UNHCR: Uganda Continues to Host Refugees from DRC After Recent Clashes
On 1 April 2022, the UN Refugee Agency reported that some 10,000 refugees were being assisted in the Kisoror region in Uganda after they had fled clashes in the Democratic Republic of Congo (DRC), which began on 28 March 2022 by the Ugandan Government in partnership with the UNHCR. Furthermore, around 36,000 people have been internally displaced, among them most are being hosted by families or in markets and schools. Joel Boutroue, UNHCR’s Representative to Uganda, stated that the UNHCR with Uganda’s Office of the Prime Minister were promptly responding to the situation on the ground by managing various transit centres for asylum seekers along the border of the DRC. They have been able to relocate around 2350 asylum seekers to the nearby Nyakabande transit centre. Uganda has been commended for hosting refugees and currently, there is a need for $343.3 million for sustaining humanitarian operations in the country, and only nine per cent of the amount has been funded so far.

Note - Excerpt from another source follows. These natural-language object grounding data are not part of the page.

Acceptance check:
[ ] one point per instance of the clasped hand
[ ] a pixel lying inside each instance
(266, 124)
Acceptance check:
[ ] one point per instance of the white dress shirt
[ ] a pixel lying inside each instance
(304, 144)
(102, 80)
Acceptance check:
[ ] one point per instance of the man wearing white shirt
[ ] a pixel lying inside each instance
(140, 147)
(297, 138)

The operations in DRC require funding of $225.4 million to fulfil the needs of 5.6 million internally displaced people, but with it being underfunded, the humanitarian needs of these people still remain unmet.

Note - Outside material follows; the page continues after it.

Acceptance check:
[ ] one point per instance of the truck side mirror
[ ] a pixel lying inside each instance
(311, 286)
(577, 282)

Sri Lanka: President’s House Stormed and 50 People Injured in Protests Amid Economic Crisis
On 1 April 2022, hundreds of protesters gathered at the residence of Sri Lankan President Gotabaya Rajapaksa, calling for him and the government to resign. The protesters attempted to attack the president’s mansion, triggered by the government’s poor handling of the country’s escalating economic crisis. The unrest resulted in an overnight curfew, as well as the arrest of 45 persons. Nearly 50 individuals were hurt and sent to the hospital, including journalists, as authorities deployed tear gas and water cannon to disperse the gathering. The government has been lacking the funds to pay for the fuel required by the power plants and has even turned off the street lighting to conserve energy. Without air conditioning or fans during the power outages that last between 10 to 12 hours, citizens are suffering. The crisis has spread to the hospitals that had to cancel surgeries due to a scarcity of fuel to power the generators that serve as backup during blackouts. India, China, and the US have loaned billions of US dollars to the Sri Lankan government that is now looking for an International Monetary Fund bailout.